# Concurrent forces have no turning effect??

• posted

My textbook says that concurrent forces have no turning effect, but I don't quite understand this.

What are the conditions under which this applies?

If I hold a pencil horizontally and then drop it, the only considerable force acting on it is the force of gravity. If, while it's falling, I then hit it at one end, obliquely downwards, it spins. And yet the direction in which I applied the force and the direction of gravity are concurrent.
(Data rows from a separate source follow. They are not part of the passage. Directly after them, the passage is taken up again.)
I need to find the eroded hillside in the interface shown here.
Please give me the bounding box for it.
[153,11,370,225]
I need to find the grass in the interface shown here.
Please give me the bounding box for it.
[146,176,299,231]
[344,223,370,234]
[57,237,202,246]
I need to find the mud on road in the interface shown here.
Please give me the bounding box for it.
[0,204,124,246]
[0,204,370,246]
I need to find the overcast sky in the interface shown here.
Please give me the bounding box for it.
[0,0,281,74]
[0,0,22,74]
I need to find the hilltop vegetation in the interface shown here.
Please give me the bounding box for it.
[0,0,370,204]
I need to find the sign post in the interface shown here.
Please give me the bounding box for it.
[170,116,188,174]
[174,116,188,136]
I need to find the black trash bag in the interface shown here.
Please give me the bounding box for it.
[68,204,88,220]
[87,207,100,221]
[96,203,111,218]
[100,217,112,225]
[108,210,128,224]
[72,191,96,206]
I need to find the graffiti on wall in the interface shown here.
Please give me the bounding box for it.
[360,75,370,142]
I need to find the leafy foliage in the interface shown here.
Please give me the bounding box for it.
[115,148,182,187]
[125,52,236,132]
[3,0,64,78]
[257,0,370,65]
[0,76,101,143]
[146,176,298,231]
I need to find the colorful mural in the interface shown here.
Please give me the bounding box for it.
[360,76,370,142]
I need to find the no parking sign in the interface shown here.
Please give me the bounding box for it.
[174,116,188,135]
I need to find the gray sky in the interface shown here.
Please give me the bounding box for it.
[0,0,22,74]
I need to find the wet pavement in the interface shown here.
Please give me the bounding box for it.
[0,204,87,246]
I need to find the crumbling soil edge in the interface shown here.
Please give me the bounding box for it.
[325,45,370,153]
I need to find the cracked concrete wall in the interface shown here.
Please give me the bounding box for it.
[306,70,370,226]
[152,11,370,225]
What am I missing??? (probably something very simple, but I will be grateful for any help).

Cheers,

Chris

• posted

Gravity acts as though it is applied at the center of mass. If you apply your force at the center of mass to be concurrent, it won't twist.

--Lynn

• posted

Seems like you don't understand what concurrent forces actually are. Look this

• posted

Jeff Finlayson wrote in news:11nuqs258qqvf5 @corp.supernews.com:

Well, I ain't arguing because it is defined that way, but that is one lousy piece of terminology, concurrent has a strong implication of simultaneous, not coincident in space, to your average English speaker.
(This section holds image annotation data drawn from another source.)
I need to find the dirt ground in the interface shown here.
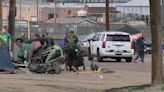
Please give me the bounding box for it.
[0,71,150,92]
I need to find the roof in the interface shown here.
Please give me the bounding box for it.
[98,31,130,35]
[117,26,141,34]
[87,7,117,14]
[117,0,150,7]
[47,18,96,24]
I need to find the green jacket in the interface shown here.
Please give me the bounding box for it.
[45,44,64,63]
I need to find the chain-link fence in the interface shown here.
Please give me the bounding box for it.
[15,22,151,39]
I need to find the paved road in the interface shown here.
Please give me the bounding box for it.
[85,55,151,73]
[0,56,158,92]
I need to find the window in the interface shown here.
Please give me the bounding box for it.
[101,34,105,41]
[106,35,130,42]
[48,13,54,19]
[67,10,71,15]
[95,34,101,41]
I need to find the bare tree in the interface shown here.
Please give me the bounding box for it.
[149,0,163,85]
[8,0,16,51]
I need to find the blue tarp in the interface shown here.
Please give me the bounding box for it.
[0,48,14,72]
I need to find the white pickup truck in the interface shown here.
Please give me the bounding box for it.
[88,31,134,62]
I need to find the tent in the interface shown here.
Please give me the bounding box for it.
[117,26,145,40]
[0,38,14,72]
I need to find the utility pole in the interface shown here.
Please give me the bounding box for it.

Would it have hurt so much to use coincident, way back when?

Cheers

Greg Locock

• posted

That fits with the definition. See #3 below.

1. Happening at the same time as something else. See Synonyms at contemporary.
2. Operating or acting in conjunction with another.
3. Meeting or tending to meet at the same point; convergent.
4. Being in accordance; harmonious.
• posted

Jeff Finlayson wrote in news: snipped-for-privacy@corp.supernews.com:

Thanks Jeff.

That source says that concurrent forces "pass through a common point", and has a diagram showing three forces applied to the outside of an irregularly shaped object, with the three lines of force intersecting at a point inside the object.
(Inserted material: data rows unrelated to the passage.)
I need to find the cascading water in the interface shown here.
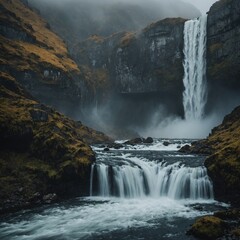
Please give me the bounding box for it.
[183,15,207,120]
[91,156,213,200]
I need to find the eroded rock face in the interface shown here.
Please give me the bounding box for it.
[0,71,111,213]
[207,0,240,110]
[74,18,185,124]
[190,107,240,202]
[0,0,94,116]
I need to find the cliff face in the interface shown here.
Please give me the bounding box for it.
[73,18,185,118]
[0,72,110,213]
[28,0,201,49]
[207,0,240,109]
[0,0,91,116]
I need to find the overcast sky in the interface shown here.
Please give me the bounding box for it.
[183,0,217,13]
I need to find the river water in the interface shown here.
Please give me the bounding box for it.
[0,139,229,240]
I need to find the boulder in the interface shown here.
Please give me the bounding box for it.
[143,137,153,144]
[187,216,225,240]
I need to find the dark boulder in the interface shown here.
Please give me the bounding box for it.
[30,109,48,122]
[179,144,191,153]
[143,137,153,143]
[124,138,144,145]
[163,141,170,147]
In my example, the lines of force also intersect, namely at a point directly below the middle of the pencil.

Why aren't those two forces concurrent?

I thought concurrent forces were those acting along lines that intersect. This is in fact what it says in my textbook, but since the forces in my example fulfil this condition and cause a turning effect, I am certainly missing something!

Chris

• posted

They are. I believe that's another example, a simpler one.

Your example with the pencil does not meet the criteria, since the sum of the moments is not 0.

• posted

You are missing the other condition for equilibrium, that the vector sum of the forces is zero.

For your example, there is no real need to have the pencil in free fall. Just have it freely pivoted at the centre of mass. Then apply your oblique force at one end and look at the balance of forces. (You now also have a reaction force at the pivot.)

• posted

It's in the definition of concurrent. Concurrent forces act through a single point. Gravity can be considered to act through the center of ..er.. gravity, so if you whack it rhrough this point, it won't turn. Right?

Brian W

• posted

This is a slight digression from the OP's question; but "concurrent" (from Latin "running together") is a long-established term in geometry. Three or more lines are concurrent iff they all pass through a common point.

Ken Pledger.

• posted

Jeff Finlayson wrote in news: snipped-for-privacy@corp.supernews.com:

[...]

Aren't both moments about the point where the lines of action meet, and therefore their sum, equal to zero?

Chris

• posted

Gib Bogle wrote in news:dloftg\$cqq\$ snipped-for-privacy@lust.ihug.co.nz:

But surely in your three-force example, the line of action of the reaction force at the pivot would not run through the intersection of the lines of action of the other two forces (gravity and the oblique force, which would intersect directly below the pivot)...

Chris

• posted

Your non-concurrent pencil example is not a static problem. The moments sum to I*alpha. If you can't understand this then I can't help any more.

• posted

Jeff Finlayson wrote in news: snipped-for-privacy@corp.supernews.com:

OK, I think I can now help myself! :)

I believe the answer to my query is that

a) my textbook is wrong to state that concurrent forces always have no turning effect

b) concurrent forces will have a turning effect if the line of action of their resultant does not go through the centre of gravity (or centre of mass if there is zero gravity)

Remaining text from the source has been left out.